The government must prepare a number of business schemes and incentives to attract investors, mainly from the private sector.
n 2019, the National Development Planning Agency (Bappenas) said the nation’s new capital would require Rp 460 trillion (US$31 billion) in investment. This consisted of Rp 265.1 trillion for supporting infrastructure, namely buildings, housing for civil servants and members of the police and Indonesian Military (TNI) and education and health facilities; Rp 160.2 trillion for facilities and infrastructure; Rp 32.7 trillion for the construction of legislative, executive and judicial buildings; and Rp 8 trillion for land acquisition.
In addition, Nusantara has the potential to increase the gross regional domestic product (GRDP) by 0.1 percent, with the emergence of new jobs and growth in the construction sector, especially infrastructure.
The new capital will indeed take a long time to develop. According to the documents from the capital city authority, the city will cover some 324,000 hectares. It will be divided into several sections, namely the IKN Development Area (KPKIN) of 199,000 ha; the IKN Area (KIKN) of 56,180 ha; the Central Government Core Area (KIPP) of 6,671 ha; and other strategic physical infrastructure.
Therefore, the megaproject will help Indonesia's construction sector recover strongly after being hit by the COVID-19 pandemic.
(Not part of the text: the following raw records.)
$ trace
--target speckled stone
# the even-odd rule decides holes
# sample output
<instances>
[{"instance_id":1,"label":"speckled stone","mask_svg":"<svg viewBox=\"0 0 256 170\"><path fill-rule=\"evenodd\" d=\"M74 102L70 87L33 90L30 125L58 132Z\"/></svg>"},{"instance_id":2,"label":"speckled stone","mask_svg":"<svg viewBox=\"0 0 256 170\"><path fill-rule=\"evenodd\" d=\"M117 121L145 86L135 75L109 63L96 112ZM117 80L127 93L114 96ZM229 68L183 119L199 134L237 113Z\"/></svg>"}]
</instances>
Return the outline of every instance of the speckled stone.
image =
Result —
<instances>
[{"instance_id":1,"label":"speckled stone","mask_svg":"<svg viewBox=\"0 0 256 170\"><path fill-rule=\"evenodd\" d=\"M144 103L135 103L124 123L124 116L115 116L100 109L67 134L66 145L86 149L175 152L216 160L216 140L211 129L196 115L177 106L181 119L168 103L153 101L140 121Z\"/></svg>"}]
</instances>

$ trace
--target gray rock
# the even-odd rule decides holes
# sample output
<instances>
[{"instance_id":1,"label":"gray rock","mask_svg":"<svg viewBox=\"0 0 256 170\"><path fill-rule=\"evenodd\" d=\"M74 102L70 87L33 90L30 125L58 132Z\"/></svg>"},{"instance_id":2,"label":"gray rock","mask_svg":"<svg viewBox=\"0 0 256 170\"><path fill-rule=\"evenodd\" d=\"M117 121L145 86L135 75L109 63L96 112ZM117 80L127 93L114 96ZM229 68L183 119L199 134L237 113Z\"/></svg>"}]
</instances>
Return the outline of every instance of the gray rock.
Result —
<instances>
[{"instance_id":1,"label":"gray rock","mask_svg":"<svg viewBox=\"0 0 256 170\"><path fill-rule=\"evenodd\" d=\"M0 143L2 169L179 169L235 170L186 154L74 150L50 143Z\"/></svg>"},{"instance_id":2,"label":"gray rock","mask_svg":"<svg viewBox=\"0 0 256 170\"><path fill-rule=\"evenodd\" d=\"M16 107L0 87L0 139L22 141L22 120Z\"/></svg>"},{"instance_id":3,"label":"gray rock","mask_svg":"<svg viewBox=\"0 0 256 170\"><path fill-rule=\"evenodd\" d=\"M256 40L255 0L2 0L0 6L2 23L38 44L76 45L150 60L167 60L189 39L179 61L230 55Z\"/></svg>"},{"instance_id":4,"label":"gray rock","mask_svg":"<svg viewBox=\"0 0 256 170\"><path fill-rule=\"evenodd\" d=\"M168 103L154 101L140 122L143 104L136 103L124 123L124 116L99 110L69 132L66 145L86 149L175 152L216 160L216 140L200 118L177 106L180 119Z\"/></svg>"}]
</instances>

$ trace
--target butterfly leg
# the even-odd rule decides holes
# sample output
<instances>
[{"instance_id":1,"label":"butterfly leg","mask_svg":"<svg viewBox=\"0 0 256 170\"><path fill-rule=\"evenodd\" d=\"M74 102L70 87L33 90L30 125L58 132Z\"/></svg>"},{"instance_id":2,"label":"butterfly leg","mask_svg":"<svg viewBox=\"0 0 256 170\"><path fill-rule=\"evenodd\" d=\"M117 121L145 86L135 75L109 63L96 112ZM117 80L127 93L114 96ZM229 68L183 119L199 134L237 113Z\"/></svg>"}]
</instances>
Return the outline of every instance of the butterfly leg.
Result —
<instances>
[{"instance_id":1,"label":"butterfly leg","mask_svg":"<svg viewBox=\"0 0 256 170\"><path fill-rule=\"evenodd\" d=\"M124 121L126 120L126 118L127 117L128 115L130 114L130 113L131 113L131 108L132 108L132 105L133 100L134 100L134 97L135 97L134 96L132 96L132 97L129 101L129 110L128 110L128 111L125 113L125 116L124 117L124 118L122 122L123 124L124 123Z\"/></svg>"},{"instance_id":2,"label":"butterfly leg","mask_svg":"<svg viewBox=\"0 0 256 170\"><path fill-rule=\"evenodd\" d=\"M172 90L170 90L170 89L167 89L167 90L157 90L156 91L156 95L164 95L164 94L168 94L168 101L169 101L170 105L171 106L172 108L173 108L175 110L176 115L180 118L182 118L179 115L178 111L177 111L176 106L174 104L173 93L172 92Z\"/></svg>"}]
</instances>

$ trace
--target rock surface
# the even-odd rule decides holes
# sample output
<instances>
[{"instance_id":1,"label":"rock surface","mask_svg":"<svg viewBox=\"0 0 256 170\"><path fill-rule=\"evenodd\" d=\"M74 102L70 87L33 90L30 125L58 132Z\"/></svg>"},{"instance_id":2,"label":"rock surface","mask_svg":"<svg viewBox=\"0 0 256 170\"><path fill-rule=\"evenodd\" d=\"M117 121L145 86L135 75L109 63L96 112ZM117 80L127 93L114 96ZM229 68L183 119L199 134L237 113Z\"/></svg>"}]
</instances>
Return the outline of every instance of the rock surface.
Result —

Some state-owned construction enterprises have won tenders for the construction of the city’s toll roads, worker housing, connecting bridges and presidential office building.
In fact, research by Mirae Asset Sekuritas, an investment company, shows the bright prospects for the construction sector. It is estimated that the compound annual growth rate (CAGR) for the construction sector will increase by 8.3 percent in the period of 2020 to 2024, owing to the support of government infrastructure projects in various sectors, especially the transportation sector.
The massive development of Nusantara, especially in opening up a new land, requires various types of heavy equipment and is expected to have positive implications on the performance of the related industry sector. Moreover, the government also hopes the construction sector will gradually recover through diverse national and private infrastructure projects.
Various types of heavy equipment have now begun to be massively marketed to contractors who won the tenders for Nusantara’s initial infrastructure work. Dealers are also competing to provide heavy equipment, including competitive funding packages to support their marketing, resulting in an increasing quantity of heavy equipment entering the Nusantara area, including excavators, motor graders, compactors, backhoe loaders and medium dozers.